While I recommend psychotherapy with a professional therapist and think this is the best option for anyone seeking support for mental health diagnoses, there are several educational resources available online that can help you learn more about your concerns. Whether you think you have symptoms of depression, anxiety, or something else, there’s something out there for you. The Depression Project is a good resource for men struggling with depression. Their blog, resource page, and YouTube channel are excellent resources for any mental health concern, not just depression. They address internal anxieties and helpful topics like meditation, among other things. There are also several podcasts for men’s mental health: this link reviews 15 podcasts specifically for men’s mental health. I find the Men’s Mental Health Show (MMHS) to be outstanding. Finally, I’ve found Rich Roll, a motivational speaker and athlete, to be helpful. He has a variety of guests, many of whom discuss mental health and motivation in general.

4. Online Therapist Locators

This is for men who’ve made the choice to engage in professional treatment and want to find a psychiatrist, therapist, or counselor. Treatment locators are available from:

Psychology Today

Zocdoc

American Psychological Association (APA)

Department of Health and Human Services (HHS)

National Association of Free and Charitable Clinics

Help When You Need It, a non-profit dedicated to helping people find support for a variety of needs, including mental health services

5. Self-Help/Mutual Aid Groups

Support groups are also an excellent way for men who fear stigma and want to remain mostly anonymous find other men in the same situation. By mostly anonymous, I mean you’ll attend a meeting with a group of other men to discuss specific topics relevant to men and mental health, so they’ll see you and hear you, but your participation will remain anonymous to anyone not in the group. To find a support group for men, I recommend consulting these resources:

Mental Health America (MHA). This resource has more than 20 links to appropriate support groups for men, including the Depression and Bipolar Support Alliance, Emotions Anonymous, Male Survivor (for men who’ve experienced abuse, violence, or trauma), and the National Center for PTSD.

Heads Up Guys operates an extensive website specifically for men and men’s issues, with a how-to guide on finding the right support group for your needs. Types of groups include general men’s issues – i.e., What Does it Mean to Be a Man? and similar topics – and specific groups for men with depression, men with anxiety, survivors of childhood trauma, combat veterans, and men dealing with difficult topics such as loss and grief.

Inclusive Therapists is a great resource – with a treatment locator – that enables you to find BIPOC and LGBTQ therapists that offer social justice oriented mental health care.

I’ll end this section with a quote from the Heads Up Guys website that I find to be true:

“Any men’s group that gives you space to explore who you are can be helpful.”

Final Thoughts: Men Can Overcome Stigma and Freely Engage in Therapy

I’d like to turn the man-code on its head and flip the script on all the real man stuff.

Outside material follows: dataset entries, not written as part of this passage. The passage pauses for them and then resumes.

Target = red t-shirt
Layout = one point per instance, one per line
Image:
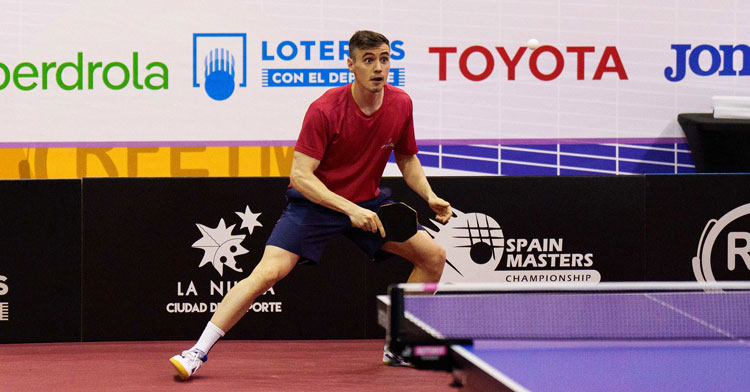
(353, 148)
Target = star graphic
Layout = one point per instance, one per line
(249, 220)
(220, 247)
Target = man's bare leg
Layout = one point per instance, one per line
(427, 256)
(274, 266)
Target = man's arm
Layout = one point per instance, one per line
(417, 181)
(304, 180)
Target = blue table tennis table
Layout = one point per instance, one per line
(577, 341)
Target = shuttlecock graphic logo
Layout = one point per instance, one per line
(219, 74)
(220, 247)
(219, 63)
(473, 243)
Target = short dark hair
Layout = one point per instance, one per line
(364, 39)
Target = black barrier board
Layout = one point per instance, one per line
(40, 229)
(698, 227)
(159, 254)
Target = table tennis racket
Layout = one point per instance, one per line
(399, 221)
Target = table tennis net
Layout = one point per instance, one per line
(578, 315)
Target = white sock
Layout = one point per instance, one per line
(208, 338)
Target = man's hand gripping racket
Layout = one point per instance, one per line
(399, 221)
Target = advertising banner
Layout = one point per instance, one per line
(548, 87)
(698, 228)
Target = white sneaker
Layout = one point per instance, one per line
(188, 362)
(392, 359)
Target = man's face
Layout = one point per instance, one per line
(370, 66)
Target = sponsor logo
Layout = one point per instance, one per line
(221, 246)
(81, 74)
(724, 248)
(4, 306)
(280, 55)
(715, 60)
(477, 251)
(219, 63)
(609, 61)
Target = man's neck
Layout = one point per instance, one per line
(368, 101)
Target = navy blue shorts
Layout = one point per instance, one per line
(305, 228)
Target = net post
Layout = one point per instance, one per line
(396, 317)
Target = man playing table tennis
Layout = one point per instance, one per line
(346, 139)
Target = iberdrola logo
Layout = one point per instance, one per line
(220, 245)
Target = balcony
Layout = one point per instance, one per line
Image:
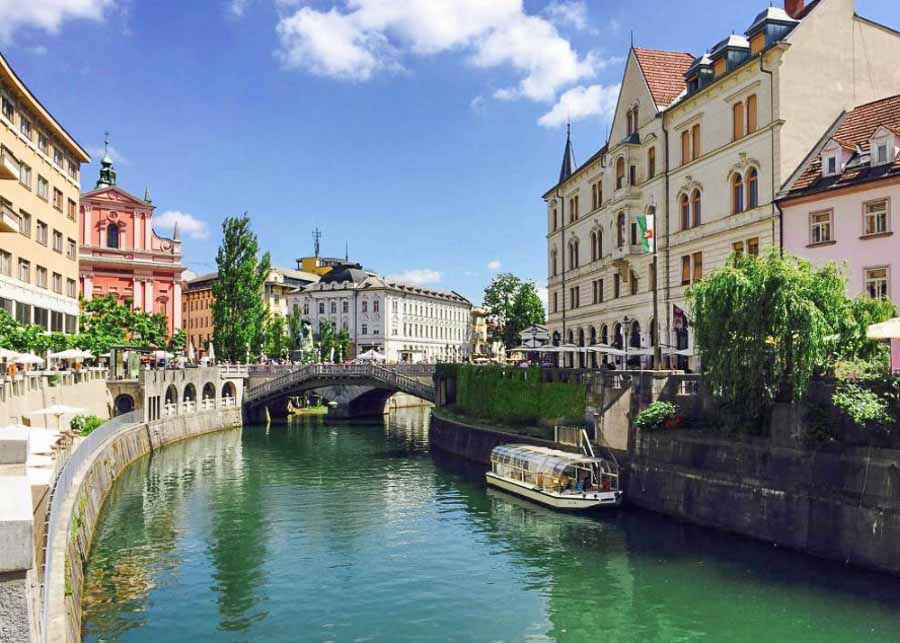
(9, 167)
(9, 220)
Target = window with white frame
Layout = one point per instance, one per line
(820, 226)
(875, 217)
(876, 282)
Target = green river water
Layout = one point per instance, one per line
(311, 531)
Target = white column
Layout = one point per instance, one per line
(138, 294)
(176, 314)
(148, 296)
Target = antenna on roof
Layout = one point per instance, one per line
(317, 236)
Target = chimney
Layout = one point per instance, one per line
(793, 7)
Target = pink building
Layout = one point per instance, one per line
(839, 205)
(121, 254)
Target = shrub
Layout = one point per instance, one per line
(657, 415)
(85, 424)
(865, 407)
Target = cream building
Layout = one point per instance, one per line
(704, 144)
(405, 323)
(40, 166)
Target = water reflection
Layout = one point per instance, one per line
(315, 531)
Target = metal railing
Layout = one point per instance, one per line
(69, 464)
(383, 374)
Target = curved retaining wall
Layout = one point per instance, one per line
(71, 546)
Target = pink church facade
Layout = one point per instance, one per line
(121, 254)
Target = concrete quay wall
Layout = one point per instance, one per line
(70, 545)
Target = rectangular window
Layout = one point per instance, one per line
(25, 271)
(752, 118)
(876, 217)
(24, 223)
(820, 227)
(877, 282)
(43, 188)
(753, 247)
(685, 270)
(25, 175)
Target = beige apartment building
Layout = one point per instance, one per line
(703, 144)
(40, 165)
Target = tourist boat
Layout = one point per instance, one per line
(557, 479)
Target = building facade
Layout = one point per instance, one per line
(840, 205)
(40, 168)
(702, 144)
(197, 307)
(405, 323)
(121, 254)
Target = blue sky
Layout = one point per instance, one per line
(421, 132)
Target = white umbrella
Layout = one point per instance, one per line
(885, 330)
(29, 358)
(59, 410)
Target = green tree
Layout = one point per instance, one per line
(514, 305)
(764, 326)
(239, 310)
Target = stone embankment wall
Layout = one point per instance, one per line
(71, 547)
(843, 505)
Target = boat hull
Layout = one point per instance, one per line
(584, 502)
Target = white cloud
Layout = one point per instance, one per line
(188, 224)
(417, 277)
(237, 8)
(572, 13)
(582, 102)
(373, 36)
(47, 15)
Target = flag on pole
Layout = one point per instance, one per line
(648, 231)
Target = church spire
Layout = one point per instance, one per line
(568, 165)
(107, 173)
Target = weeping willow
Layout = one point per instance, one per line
(765, 326)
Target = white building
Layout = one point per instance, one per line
(704, 144)
(405, 323)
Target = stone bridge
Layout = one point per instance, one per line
(360, 389)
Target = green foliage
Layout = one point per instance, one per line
(516, 395)
(655, 416)
(765, 325)
(84, 424)
(514, 305)
(239, 312)
(865, 407)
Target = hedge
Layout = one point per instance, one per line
(516, 395)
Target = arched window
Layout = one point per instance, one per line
(112, 236)
(696, 207)
(737, 193)
(737, 121)
(752, 189)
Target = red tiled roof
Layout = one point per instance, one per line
(664, 71)
(854, 133)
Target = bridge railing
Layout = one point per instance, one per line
(385, 374)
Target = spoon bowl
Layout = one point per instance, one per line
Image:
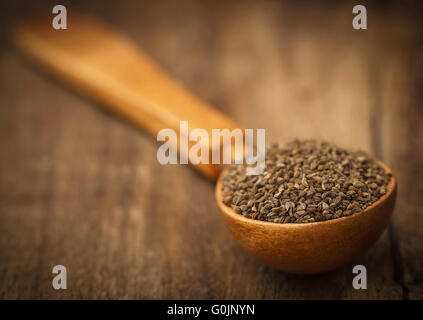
(310, 248)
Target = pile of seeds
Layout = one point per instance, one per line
(306, 181)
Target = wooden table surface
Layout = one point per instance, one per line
(82, 188)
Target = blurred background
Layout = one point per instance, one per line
(82, 188)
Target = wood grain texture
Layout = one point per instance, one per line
(80, 187)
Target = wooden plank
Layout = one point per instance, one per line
(81, 188)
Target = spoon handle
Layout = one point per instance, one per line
(103, 64)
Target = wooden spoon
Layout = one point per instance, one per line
(103, 64)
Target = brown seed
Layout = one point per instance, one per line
(307, 181)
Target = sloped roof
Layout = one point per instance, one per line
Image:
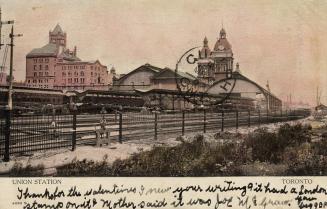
(223, 42)
(57, 29)
(169, 73)
(146, 66)
(47, 50)
(67, 56)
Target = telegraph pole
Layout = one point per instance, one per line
(11, 36)
(3, 23)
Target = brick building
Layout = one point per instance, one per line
(3, 78)
(54, 66)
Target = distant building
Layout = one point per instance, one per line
(216, 64)
(54, 66)
(149, 77)
(3, 78)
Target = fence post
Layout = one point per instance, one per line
(249, 118)
(155, 126)
(236, 119)
(222, 120)
(7, 135)
(204, 121)
(74, 131)
(120, 127)
(183, 123)
(267, 116)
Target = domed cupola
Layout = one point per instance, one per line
(222, 43)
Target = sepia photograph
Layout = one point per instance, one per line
(118, 88)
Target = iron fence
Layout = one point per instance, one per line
(27, 134)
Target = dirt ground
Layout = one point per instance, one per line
(53, 158)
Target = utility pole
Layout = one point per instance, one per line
(3, 23)
(11, 36)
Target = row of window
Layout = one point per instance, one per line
(41, 60)
(69, 67)
(46, 67)
(39, 86)
(41, 74)
(38, 81)
(70, 80)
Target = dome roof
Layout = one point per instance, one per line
(222, 45)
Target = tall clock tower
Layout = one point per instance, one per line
(218, 63)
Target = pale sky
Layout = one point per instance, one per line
(283, 41)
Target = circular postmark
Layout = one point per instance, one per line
(203, 88)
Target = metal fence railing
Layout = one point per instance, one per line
(29, 133)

I’ll do that with a simple, logical syllogism:

  1. Facing fear directly is courageous and manly.
  2. Men fear talking about emotions and mental health challenges.
  3. Therefore, when men face their fear and talk about emotions and mental health challenges, they’re acting in a courageous – and manly – manner.

I encourage all men to find the true courage it takes to open up, talk about their emotions, and address their mental health challenges. The man-code has been sending us all in the wrong direction: it’s time to reverse that trend, and recognize that seeking help takes courage, and talking about emotions and mental health is a sign of strength, rather than weakness.

When you realize this, you can learn to grow and heal. You also learn that courage and strength come in all shapes and sizes. Sometimes the hardest, most challenging step to take is simply realizing you need help and then asking for it. That’s the type of courage and strength I think men need to develop. When they do, then we may begin to see men seek treatment more often, and we’ll begin to close the significant gaps in mental health treatment between men and women.